How to Talk About Your Interests

Simply telling me you'd like to be dominated isn't as helpful as you may think.

If you're new to BDSM, you might not know how to talk about the kinks and fetishes you're drawn to. There's nothing wrong with that! We all have to start somewhere, and finding the right words can be tricky, especially if you feel a little bashful about your interests to begin with.

Keep in mind, however, that BDSM and kink are incredibly nuanced and individualized, and small details can often make a huge difference. Not every submissive with an interest in bondage is comfortable with blindfolds, much like not every foot fetishist enjoys dirty feet. For this reason, simply telling me you'd like to be dominated isn't as helpful as you may think: after all, that was implied from the start when you sought out the services of a professional Dominatrix!

The best way to truly determine your interests is through first-hand experience. While I'm perfectly capable of having my way with you no matter your communication skills, I want you to leave my dungeon filled with the same love and respect for BDSM that I have. This is more likely to happen if you're able to communicate effectively.

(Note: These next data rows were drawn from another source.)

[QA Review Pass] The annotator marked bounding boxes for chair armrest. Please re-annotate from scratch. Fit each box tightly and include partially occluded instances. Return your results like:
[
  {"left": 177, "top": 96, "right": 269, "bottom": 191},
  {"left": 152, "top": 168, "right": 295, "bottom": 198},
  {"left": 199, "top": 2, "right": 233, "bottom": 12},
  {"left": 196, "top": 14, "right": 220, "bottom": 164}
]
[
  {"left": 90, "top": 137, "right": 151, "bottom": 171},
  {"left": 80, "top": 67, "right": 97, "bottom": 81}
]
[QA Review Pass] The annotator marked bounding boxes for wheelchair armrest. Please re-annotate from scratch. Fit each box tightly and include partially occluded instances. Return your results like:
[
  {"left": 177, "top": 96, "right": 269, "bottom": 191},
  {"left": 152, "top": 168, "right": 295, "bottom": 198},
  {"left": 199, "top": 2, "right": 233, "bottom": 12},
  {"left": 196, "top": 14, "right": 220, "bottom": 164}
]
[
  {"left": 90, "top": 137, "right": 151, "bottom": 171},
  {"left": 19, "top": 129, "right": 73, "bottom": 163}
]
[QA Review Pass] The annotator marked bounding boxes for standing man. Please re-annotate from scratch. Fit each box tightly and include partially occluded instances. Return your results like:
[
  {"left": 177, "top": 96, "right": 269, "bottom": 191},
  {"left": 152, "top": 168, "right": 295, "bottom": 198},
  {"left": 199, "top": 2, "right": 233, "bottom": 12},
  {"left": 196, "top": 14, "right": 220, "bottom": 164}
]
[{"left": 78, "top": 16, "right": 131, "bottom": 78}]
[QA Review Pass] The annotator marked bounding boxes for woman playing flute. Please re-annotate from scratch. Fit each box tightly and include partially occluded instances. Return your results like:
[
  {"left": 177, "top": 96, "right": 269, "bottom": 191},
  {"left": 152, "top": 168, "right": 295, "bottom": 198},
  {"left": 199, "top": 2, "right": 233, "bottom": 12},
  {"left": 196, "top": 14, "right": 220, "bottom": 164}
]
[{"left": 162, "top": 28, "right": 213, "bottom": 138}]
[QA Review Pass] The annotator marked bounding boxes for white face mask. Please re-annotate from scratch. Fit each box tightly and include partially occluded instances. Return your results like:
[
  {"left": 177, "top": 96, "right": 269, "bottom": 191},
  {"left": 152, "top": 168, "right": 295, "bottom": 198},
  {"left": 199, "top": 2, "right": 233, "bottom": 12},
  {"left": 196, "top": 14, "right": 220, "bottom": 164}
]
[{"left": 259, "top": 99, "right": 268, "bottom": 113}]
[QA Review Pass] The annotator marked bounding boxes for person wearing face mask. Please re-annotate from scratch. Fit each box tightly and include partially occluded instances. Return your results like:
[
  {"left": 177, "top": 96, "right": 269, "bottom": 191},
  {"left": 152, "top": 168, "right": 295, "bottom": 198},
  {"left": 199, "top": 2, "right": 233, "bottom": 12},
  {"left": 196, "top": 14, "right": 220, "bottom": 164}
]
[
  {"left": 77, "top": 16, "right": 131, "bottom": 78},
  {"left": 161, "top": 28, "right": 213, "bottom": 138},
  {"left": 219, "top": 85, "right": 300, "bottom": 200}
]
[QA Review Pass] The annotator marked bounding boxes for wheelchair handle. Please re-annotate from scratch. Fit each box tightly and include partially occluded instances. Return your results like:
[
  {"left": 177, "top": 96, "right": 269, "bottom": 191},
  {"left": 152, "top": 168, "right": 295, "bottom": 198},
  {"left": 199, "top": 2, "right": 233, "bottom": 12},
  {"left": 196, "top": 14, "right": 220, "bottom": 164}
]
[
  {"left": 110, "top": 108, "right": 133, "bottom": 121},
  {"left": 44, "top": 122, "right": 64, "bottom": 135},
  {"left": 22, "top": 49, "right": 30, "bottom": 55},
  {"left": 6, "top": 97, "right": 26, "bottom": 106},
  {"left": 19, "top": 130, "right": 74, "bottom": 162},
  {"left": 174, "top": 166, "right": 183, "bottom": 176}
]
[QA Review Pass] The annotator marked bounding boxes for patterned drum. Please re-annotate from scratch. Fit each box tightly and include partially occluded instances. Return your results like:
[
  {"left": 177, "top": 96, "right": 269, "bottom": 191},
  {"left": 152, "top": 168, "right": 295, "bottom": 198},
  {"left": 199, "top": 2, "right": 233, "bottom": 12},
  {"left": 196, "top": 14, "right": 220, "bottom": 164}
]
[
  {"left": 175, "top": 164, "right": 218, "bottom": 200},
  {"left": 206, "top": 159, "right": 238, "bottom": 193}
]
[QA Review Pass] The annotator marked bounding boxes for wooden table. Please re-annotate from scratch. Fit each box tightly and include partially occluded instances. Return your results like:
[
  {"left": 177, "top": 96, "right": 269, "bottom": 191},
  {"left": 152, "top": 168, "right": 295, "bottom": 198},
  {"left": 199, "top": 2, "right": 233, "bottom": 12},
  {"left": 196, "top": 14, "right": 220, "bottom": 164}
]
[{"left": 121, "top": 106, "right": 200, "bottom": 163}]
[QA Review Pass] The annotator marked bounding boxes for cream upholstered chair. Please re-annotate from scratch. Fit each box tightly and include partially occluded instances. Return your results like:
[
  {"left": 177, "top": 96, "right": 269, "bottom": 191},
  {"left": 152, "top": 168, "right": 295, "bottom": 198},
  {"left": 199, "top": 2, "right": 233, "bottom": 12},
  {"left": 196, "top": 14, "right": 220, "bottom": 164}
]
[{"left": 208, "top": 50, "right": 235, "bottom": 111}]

A note about my own enjoyment:
Sometimes, submissives are hesitant to talk about their interests because they want me to enjoy myself rather than cater to them. If you share that concern, consider the following:

  • Catering to your enjoyment goes against the very nature of my play style. Frankly, I'd rather stay home with my cats than feign interest for a paycheck.
  • The more I know about you, the more fun I can have. Discussing your kinks in detail tells me so much more than just the obvious. The word choice, vocal inflection, and body language used when going into detail about your interests and limits can often give me insight into agonizing ways to tease you, creative punishments to threaten you with, and additional kinks and fetishes to explore. I wouldn't care about this information if I only wanted to cross activities off a list.

For a more vanilla comparison, say you're having a private dinner prepared by a world-renowned chef. With an entire kitchen at their disposal, they'll find it incredibly helpful to know you're partial to stone fruit, don't care for truffle oil, and have never tried monkfish. Knowing these details doesn't mean you're telling the chef what to do, but it gives the chef important context should they wish to use it.



My best advice for effective communication is to be as blunt as possible during our negotiations at the dungeon prior to play (until then, please keep your emails polite and G-rated!). As a Dominatrix, I'm a professional secret keeper: I promise I'm not judging you for your interests or the way you communicate them to me.

If you still need help finding the right words for your interests, ask yourself the following questions:

  • What does submission look like to you? When you fantasize about being dominated, is it by a strict woman in leather barking orders while you cower at her feet? Do your thoughts turn to being humiliated by the beautiful, bratty girl next door? Are you fascinated with the idea of being feminized and trained to be the perfect maid?

  • Do your kinky fantasies share common themes? Extended reflection may reveal you're especially fond of a body part like feet or armpits, an item of clothing like high heels or gloves, a feeling like helplessness or fear, or a word like pig or slut.

  • What feelings do you hope to experience? A strong desire to be rendered helpless tells me you may enjoy heavy bondage and sensory deprivation, while an ache to feel encouraged and nurtured tells me you may prefer praise to humiliation.

  • What are your hard limits? Personally, I find knowing what you're not interested in to be just as informative as knowing what piques your interests. If you know for a fact you're not interested in feminization, then I know not to stick you in lipstick and panties— in fact, we should avoid my femme room all together.

  • Is BDSM inherently sexual for you? While BDSM is inherently sexual for plenty of people, plenty of others don't find BDSM sexual at all. Instead, they're drawn to kink for the sensations, the power exchange, or just because submission feels natural to them.



These questions are a great place to start, but don't fret if they don't help you. I'm still happy to play with you, so don't let this stop you from experiencing kink for the first time. Again, the best way to truly determine your interests is through first-hand experience, and you can't get there if you don't take that first step.